Sous les sourires discrets de mes camarades, mes jambes se dirigent d'une façon robotique, mes béquilles ne m'aidant pas vraiment, vers Nathan. Je pose mon sac à terre puis essaye de suivre le cours pour la première fois depuis des semaines ... Seulement, au bout de quelques minutes, la raison me revient. Une pensée me traverse l'esprit comme un couteau en plein cœur. Elle me rappelle à moi-même que je ne peux pas lutter. Ce que je suis en train de faire est humainement détestable. Je ne peux pas l'éviter par peur qu'il ne me rejette. Pour une fois, c'est à moi de venir vers lui, c'est bien la seule façon de savoir ce qu'il s'est passé avec Dan, s'il lui a dit toute la vérité. Même si j'ai une voix dans ma tête qui m'implore de ne pas me mêler de ça, mon cœur me dicte le contraire. Il faut que je sache. Quoi qu'il en coûte. Quand je lui écris ce mot, je ne pense à rien d'autre. J'oublie Steve, ce taré, et même ma propre dignité.

"Il faut qu'on parle, suis-moi à la fin du cours stp, c'est important"

Quand je la lui donne, en lui serrant la main, je sens une vive tension dans tout son corps. Il serre le mot dans son poing droit. Il n'effectue aucun mouvement vers moi et déplie très soigneusement le papier que je venais de déchirer de mon actuel cahier. Lorsqu'il le lit, mes yeux fixent l'horloge au-dessus du tableau indiquant que le supplice ne va encore durer que dix minutes avant que cela ne sonne.
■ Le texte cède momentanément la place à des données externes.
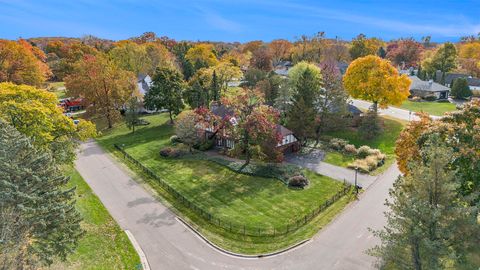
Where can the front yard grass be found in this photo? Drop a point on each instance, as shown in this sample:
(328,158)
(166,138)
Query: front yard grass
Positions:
(338,159)
(385,142)
(432,108)
(104,245)
(254,201)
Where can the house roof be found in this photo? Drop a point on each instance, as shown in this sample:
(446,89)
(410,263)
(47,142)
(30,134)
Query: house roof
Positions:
(141,77)
(429,86)
(283,130)
(473,82)
(221,110)
(450,77)
(281,72)
(354,109)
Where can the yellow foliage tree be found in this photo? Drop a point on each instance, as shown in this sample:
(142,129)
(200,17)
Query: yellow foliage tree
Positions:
(104,86)
(374,79)
(201,55)
(407,148)
(22,63)
(35,113)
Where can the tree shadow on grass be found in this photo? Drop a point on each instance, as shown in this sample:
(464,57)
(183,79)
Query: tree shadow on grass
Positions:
(157,219)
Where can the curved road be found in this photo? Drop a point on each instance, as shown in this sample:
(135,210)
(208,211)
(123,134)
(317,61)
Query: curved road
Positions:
(168,244)
(390,111)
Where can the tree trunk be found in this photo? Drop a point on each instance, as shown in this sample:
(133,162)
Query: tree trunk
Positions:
(171,117)
(375,107)
(417,264)
(109,119)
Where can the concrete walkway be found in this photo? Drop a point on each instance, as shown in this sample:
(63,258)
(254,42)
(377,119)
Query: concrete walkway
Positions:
(168,244)
(333,171)
(390,111)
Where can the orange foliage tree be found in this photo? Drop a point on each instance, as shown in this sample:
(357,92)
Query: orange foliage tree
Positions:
(22,63)
(374,79)
(407,148)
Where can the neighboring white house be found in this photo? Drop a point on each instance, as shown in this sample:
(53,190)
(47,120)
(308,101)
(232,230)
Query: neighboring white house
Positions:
(144,82)
(426,89)
(473,83)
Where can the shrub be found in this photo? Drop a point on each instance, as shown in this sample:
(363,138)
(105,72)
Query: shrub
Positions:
(374,152)
(416,99)
(360,164)
(337,144)
(142,122)
(171,152)
(350,149)
(206,145)
(363,151)
(325,138)
(369,126)
(430,98)
(298,181)
(372,162)
(174,139)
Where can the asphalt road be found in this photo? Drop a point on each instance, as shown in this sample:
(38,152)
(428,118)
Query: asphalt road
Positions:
(390,111)
(332,171)
(168,244)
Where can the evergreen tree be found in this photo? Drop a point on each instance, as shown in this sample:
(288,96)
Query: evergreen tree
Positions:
(428,225)
(460,89)
(215,87)
(420,74)
(306,84)
(39,222)
(132,115)
(196,96)
(166,91)
(381,52)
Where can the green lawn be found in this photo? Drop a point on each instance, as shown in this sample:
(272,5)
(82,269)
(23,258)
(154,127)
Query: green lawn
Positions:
(241,199)
(58,88)
(433,108)
(385,142)
(337,158)
(104,245)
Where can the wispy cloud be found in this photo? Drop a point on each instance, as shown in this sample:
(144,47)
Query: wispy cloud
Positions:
(218,21)
(447,26)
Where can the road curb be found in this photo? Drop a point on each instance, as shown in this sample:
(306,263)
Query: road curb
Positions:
(238,255)
(138,249)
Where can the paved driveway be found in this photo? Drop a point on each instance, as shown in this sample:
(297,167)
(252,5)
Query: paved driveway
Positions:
(313,161)
(390,111)
(168,244)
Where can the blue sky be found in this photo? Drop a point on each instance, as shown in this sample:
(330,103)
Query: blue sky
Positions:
(239,20)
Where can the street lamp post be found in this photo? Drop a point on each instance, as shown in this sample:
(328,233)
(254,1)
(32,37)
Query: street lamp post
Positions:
(356,186)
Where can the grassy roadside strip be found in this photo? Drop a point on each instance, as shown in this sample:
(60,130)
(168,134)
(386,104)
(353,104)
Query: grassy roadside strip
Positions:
(223,238)
(104,245)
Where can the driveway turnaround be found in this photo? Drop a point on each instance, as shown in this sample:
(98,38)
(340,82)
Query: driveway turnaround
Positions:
(332,171)
(168,244)
(390,111)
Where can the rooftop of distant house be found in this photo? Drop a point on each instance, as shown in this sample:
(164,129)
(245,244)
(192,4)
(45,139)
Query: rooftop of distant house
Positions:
(429,86)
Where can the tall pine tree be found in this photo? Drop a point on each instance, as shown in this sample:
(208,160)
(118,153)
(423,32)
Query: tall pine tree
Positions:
(39,222)
(428,226)
(166,91)
(303,110)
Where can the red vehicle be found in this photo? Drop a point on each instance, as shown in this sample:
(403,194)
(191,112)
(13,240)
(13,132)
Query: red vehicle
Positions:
(72,105)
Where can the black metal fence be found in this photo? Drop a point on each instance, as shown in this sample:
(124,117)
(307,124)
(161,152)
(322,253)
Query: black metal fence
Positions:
(233,226)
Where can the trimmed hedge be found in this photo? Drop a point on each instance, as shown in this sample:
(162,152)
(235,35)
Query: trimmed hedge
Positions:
(282,172)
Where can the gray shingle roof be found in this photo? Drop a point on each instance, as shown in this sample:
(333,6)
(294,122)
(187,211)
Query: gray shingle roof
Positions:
(428,86)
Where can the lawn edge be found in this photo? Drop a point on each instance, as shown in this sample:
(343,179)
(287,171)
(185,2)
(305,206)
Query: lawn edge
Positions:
(240,255)
(138,177)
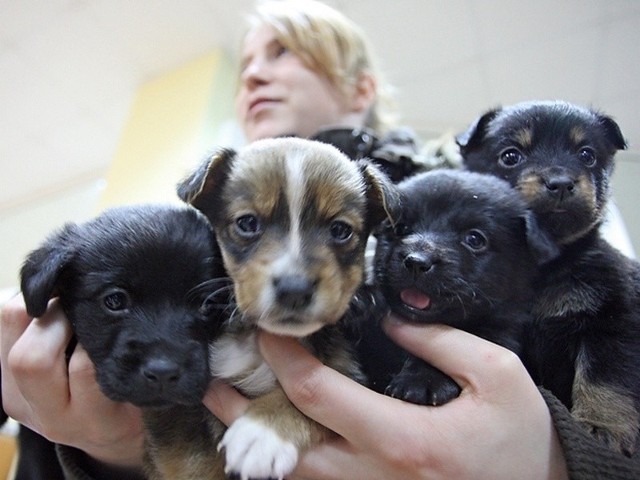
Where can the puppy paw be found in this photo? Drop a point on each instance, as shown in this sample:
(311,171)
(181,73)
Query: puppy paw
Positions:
(253,450)
(424,385)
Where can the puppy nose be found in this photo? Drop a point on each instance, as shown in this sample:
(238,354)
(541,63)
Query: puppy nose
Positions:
(560,185)
(418,263)
(293,291)
(161,371)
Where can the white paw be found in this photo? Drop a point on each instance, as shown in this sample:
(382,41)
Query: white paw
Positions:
(253,450)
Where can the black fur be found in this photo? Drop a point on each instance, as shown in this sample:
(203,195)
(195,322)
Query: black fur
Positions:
(464,253)
(585,344)
(140,286)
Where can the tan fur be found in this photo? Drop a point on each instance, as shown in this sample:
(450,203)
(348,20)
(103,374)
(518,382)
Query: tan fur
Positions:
(290,185)
(608,414)
(275,409)
(532,187)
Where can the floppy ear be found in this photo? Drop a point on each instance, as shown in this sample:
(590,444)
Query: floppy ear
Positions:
(613,132)
(383,200)
(475,134)
(541,245)
(41,271)
(198,188)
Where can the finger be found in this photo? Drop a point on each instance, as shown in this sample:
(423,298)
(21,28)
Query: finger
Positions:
(37,362)
(225,402)
(83,386)
(468,359)
(14,320)
(327,396)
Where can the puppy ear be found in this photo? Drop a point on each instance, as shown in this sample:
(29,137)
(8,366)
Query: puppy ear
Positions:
(613,132)
(541,245)
(42,269)
(383,199)
(476,132)
(198,188)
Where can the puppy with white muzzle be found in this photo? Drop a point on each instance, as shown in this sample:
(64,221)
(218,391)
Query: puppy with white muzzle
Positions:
(292,218)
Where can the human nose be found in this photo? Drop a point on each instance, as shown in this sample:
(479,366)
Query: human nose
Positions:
(254,73)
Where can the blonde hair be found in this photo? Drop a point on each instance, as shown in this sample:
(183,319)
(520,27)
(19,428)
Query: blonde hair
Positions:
(330,44)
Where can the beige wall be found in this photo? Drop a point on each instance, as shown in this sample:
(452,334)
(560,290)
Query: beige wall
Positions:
(174,121)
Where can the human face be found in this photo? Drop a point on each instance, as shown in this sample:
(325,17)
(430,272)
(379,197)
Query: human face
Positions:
(279,95)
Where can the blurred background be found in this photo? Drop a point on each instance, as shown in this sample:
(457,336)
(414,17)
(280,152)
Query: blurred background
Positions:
(95,95)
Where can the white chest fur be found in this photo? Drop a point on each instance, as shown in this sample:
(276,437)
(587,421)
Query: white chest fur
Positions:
(236,359)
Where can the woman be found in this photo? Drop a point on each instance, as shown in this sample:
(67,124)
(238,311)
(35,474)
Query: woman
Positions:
(306,70)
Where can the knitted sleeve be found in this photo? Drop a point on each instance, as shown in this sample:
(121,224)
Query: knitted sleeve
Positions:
(586,458)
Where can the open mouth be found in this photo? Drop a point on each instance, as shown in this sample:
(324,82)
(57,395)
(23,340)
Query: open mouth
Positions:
(415,299)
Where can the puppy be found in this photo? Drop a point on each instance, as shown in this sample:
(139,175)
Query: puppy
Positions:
(292,218)
(463,252)
(139,287)
(585,344)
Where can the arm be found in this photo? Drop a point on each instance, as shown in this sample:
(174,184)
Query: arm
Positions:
(499,427)
(58,399)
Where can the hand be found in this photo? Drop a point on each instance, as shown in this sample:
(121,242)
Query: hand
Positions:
(62,402)
(498,428)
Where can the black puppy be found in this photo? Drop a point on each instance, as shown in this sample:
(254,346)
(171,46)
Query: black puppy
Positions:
(139,286)
(464,253)
(585,346)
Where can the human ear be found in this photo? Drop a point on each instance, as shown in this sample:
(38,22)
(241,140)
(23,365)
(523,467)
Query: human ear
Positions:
(364,92)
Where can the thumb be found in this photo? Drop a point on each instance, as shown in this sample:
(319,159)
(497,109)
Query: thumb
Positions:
(468,359)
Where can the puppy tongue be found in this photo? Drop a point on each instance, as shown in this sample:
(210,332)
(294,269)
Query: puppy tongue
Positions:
(415,299)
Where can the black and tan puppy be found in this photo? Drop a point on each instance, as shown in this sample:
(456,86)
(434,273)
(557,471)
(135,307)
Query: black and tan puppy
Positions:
(139,286)
(586,340)
(292,218)
(464,252)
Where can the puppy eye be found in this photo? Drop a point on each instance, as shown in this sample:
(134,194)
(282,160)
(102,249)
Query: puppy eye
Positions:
(587,156)
(475,240)
(247,226)
(116,300)
(341,231)
(510,157)
(401,229)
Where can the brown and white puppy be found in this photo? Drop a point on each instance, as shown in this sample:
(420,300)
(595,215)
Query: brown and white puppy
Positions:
(292,218)
(585,344)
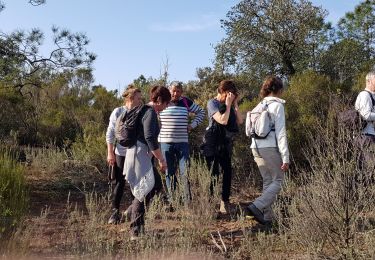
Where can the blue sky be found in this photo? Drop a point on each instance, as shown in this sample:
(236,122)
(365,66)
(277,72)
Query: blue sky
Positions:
(137,37)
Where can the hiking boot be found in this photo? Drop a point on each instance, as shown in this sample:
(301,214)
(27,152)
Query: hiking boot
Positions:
(224,207)
(115,217)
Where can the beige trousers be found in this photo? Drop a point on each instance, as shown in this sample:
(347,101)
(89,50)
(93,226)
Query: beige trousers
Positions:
(269,163)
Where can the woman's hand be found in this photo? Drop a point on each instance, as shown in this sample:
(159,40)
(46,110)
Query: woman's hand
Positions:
(163,165)
(111,158)
(285,167)
(229,99)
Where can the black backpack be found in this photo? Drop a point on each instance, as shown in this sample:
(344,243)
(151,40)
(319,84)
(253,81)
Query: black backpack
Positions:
(351,118)
(127,125)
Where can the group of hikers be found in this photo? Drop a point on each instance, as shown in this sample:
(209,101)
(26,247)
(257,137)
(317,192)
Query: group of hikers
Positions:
(162,128)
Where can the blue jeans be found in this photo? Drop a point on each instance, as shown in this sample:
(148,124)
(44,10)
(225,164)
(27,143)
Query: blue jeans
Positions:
(176,153)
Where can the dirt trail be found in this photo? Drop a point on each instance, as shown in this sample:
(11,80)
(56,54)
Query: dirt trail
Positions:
(49,195)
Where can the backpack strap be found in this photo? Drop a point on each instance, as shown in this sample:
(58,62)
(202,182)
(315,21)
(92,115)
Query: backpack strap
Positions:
(372,98)
(184,100)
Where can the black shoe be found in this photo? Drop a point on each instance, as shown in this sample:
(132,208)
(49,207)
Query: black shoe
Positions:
(115,217)
(252,210)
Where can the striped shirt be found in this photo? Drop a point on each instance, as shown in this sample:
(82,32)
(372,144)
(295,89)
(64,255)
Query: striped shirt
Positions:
(175,119)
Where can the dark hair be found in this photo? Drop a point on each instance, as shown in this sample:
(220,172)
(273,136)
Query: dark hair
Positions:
(227,86)
(270,85)
(130,92)
(160,94)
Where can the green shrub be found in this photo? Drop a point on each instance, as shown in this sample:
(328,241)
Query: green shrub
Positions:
(13,192)
(91,147)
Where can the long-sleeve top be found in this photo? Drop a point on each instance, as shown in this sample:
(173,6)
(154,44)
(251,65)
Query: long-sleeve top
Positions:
(277,138)
(175,119)
(148,130)
(363,105)
(110,134)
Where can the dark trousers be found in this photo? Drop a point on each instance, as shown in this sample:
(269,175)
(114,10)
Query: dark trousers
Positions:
(119,186)
(224,159)
(137,219)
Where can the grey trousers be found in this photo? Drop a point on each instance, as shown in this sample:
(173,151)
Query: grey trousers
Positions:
(269,163)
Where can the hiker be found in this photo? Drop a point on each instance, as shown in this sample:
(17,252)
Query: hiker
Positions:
(173,137)
(138,168)
(116,153)
(365,105)
(224,118)
(270,153)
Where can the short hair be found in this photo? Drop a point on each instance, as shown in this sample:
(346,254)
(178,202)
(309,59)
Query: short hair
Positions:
(370,75)
(227,86)
(160,93)
(130,92)
(271,84)
(177,84)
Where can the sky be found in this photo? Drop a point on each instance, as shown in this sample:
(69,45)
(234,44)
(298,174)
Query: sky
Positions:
(139,37)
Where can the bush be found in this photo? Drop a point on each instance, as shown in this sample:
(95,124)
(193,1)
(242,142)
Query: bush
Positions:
(332,213)
(13,192)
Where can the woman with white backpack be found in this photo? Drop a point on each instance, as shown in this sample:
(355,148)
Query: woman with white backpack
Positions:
(265,124)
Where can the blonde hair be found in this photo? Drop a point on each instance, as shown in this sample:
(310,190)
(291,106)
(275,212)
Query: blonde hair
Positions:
(370,75)
(130,92)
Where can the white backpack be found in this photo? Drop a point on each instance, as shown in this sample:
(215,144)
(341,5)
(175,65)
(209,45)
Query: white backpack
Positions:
(258,121)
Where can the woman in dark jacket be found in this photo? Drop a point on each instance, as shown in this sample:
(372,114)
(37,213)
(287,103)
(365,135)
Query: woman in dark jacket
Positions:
(224,118)
(138,168)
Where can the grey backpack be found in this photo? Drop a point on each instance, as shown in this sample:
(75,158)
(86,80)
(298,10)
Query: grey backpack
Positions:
(127,124)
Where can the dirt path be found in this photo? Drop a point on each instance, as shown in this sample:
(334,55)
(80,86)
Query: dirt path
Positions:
(50,193)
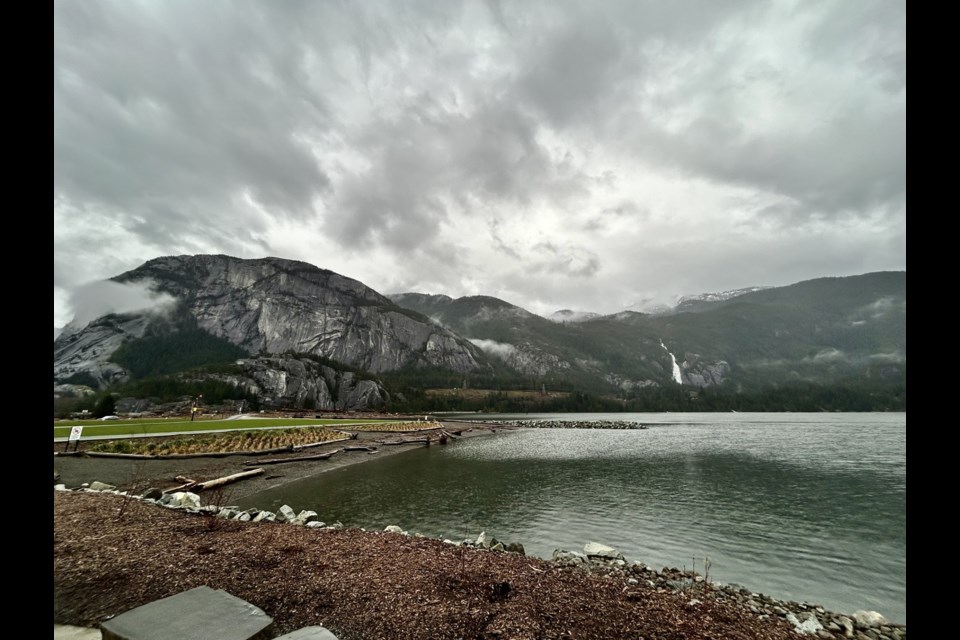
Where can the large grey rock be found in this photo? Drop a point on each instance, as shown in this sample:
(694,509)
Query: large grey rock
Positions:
(868,618)
(153,493)
(485,540)
(597,550)
(184,499)
(308,633)
(305,517)
(286,514)
(210,614)
(563,557)
(809,626)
Les 120 premières secondes passent si lentement que je m'interdis de changer pour la millième de fois de position sur cette chaise plus qu'inconfortable en cet instant. Pendant les huit minutes restantes, mes pensées me submergent, trop encombrées pour que j'en comprenne le sens. Au début, je me demande ce que je vais faire s'il ne sait pas pourquoi Dan a réagi de cette façon envers lui. Est-ce que j'aurais le courage de tout lui avouer ? Serais-je assez forte pour ça ou la lâcheté va –t-elle me rattraper comme une ombre me suivant à la trace chaque minute de chaque heure de chaque journée depuis des mois.

Et qu'est-ce qu'il se passerait s'il était au courant ? Je ne pourrais pas supporter ce regard empreint de pitié mêlée à de la rage. Peut-être m'en voudra –t-il ou au contraire comprendra -t- il enfin pourquoi il faut qu'il reste loin de Dan mais aussi de moi. Je n'ai pas envie de revivre les mêmes événements que l'année dernière, mais surtout je n'ai plus la force. Quand la cloche sonne, il n'y a qu'une seule chose qui me traverse l'esprit, et elle me fait mal, plus que je ne veux l'admettre.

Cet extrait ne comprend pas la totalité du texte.